ICRS-PAT 2021

Cannabinoid-containing polymeric nanoparticles: synthesis and characterization

Inbar Shreiber-Livne 1 Alejandro Sosnik 2 Dedi Meiri 3
1Russell Berrie Nanotechnology Institute, Technion - Israel Institute of Technology, Israel
2Laboratory of Pharmaceutical Nanomaterials Science, Department of Materials Science and Engineering, Technion - Israel Institute of Technology, Israel
31Laboratory of Cancer Biology and Cannabinoid Research, Faculty of Biology, Technion - Israel Institute of Technology, Israel

Cannabidiol (CBD) is one of the major phytocannabinoids in Cannabis Sativa. Previous research has demonstrated CBD to possess anticonvulsant, anti-anxiety, neuroprotective and anti-inflammatory properties(1). It was also shown to have a high toxicity threshold(1). These qualities make it an ideal therapeutic candidate. CBD is well tolerated in humans and a few forms of CBD are currently available on the market.

Although CBD has promising clinical potential, its low aqueous solubility, instability and oily-resin nature raise hurdles toward the production of clinically relevant pharmaceutical formulations(2). The low aqueous solubility also limits its oral bioavailability(2). To overcome these limitations, in the current study, we investigated the nanoencapsulation of CBD within polyethylene glycol (PEG)-polycaprolactone (PCL) nanoparticles (NPs) as a delivery platform for oral administration.

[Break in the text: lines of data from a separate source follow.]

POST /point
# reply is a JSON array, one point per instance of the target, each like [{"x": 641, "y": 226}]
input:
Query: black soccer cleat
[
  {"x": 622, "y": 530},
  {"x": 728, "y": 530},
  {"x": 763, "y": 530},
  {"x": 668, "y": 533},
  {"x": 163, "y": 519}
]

To prepare CBD encapsulated NPs, PEG-PCL block copolymers were synthesized via a ring opening polymerization. The successful synthesis was confirmed by proton-nuclear magnetic resonance, Fourier transform-infrared spectroscopy, and gel permeation chromatography (Mw~ 20,000 g/mol, Mw/Mn ~ 1.8). Then, the CBD encapsulated NPs were produced by a homogenize-assisted nanoprecipitation process. The size and size distribution of the NPs were characterized by dynamic light scattering (DLS) at 25°C (Table 1). NPs showed one size population ~ 100% that suggested the successful encapsulation of the cargo.

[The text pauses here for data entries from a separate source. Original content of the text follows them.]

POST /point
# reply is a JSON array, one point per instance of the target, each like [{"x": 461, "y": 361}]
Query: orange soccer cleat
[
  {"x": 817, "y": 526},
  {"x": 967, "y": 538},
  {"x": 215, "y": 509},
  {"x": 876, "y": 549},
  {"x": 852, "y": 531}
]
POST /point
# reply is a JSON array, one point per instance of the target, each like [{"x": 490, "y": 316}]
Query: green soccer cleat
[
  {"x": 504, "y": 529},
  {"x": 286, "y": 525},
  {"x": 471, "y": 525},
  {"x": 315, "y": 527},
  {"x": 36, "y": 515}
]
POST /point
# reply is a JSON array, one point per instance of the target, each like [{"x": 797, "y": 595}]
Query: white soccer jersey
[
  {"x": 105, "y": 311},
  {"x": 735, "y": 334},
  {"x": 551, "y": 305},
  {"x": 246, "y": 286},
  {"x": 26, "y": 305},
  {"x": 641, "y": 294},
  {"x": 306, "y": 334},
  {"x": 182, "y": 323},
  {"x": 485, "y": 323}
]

Table 1. Properties of CBD-loaded nanoparticles (12%, 15% and 20% w/w), as characterized by DLS.

Table 1. Properties of CBD-loaded nanoparticles (12%, 15% and 20% w/w), as characterized by DLS.

The size measured by nanoparticle tracking analysis and high-resolution scanning electron microscopy (HR-SEM) were in good agreement with DLS data. In addition, HR-SEM confirmed the spherical morphology of the NPs and the absence of CBD crystals (Figure 1). Ultra-high-performance liquid chromatography confirmed CBD loading at 12% w/w. Thermal analysis by differential scanning calorimetry confirmed CBD undergoes amorphization upon nanoencapsulation.

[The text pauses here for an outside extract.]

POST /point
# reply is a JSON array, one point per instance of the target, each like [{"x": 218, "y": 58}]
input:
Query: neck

Figure 1. HR-SEM micrograph of CBD-loaded PEG-PCL nanoparticles.

Figure 1. HR-SEM micrograph of CBD-loaded PEG-PCL nanoparticles.

The next steps will be the assessment of the NPs pharmacokinetics and the oral bioavailability of CBD in rodents.

Acknowledgements. This work was funded by the Russell Berrie Nanotechnology Institute of Technion-Israel Institute of Technology, Haifa, Israel.

1. R. Mechoulam, L. A. Parker, R. Gallily, J. Clin. Pharmacol. 42, 11S-19S (2002).

2. M. Durán - Lobato et al., J. Biomed. Nanotechnol. 10, 1–12 (2013).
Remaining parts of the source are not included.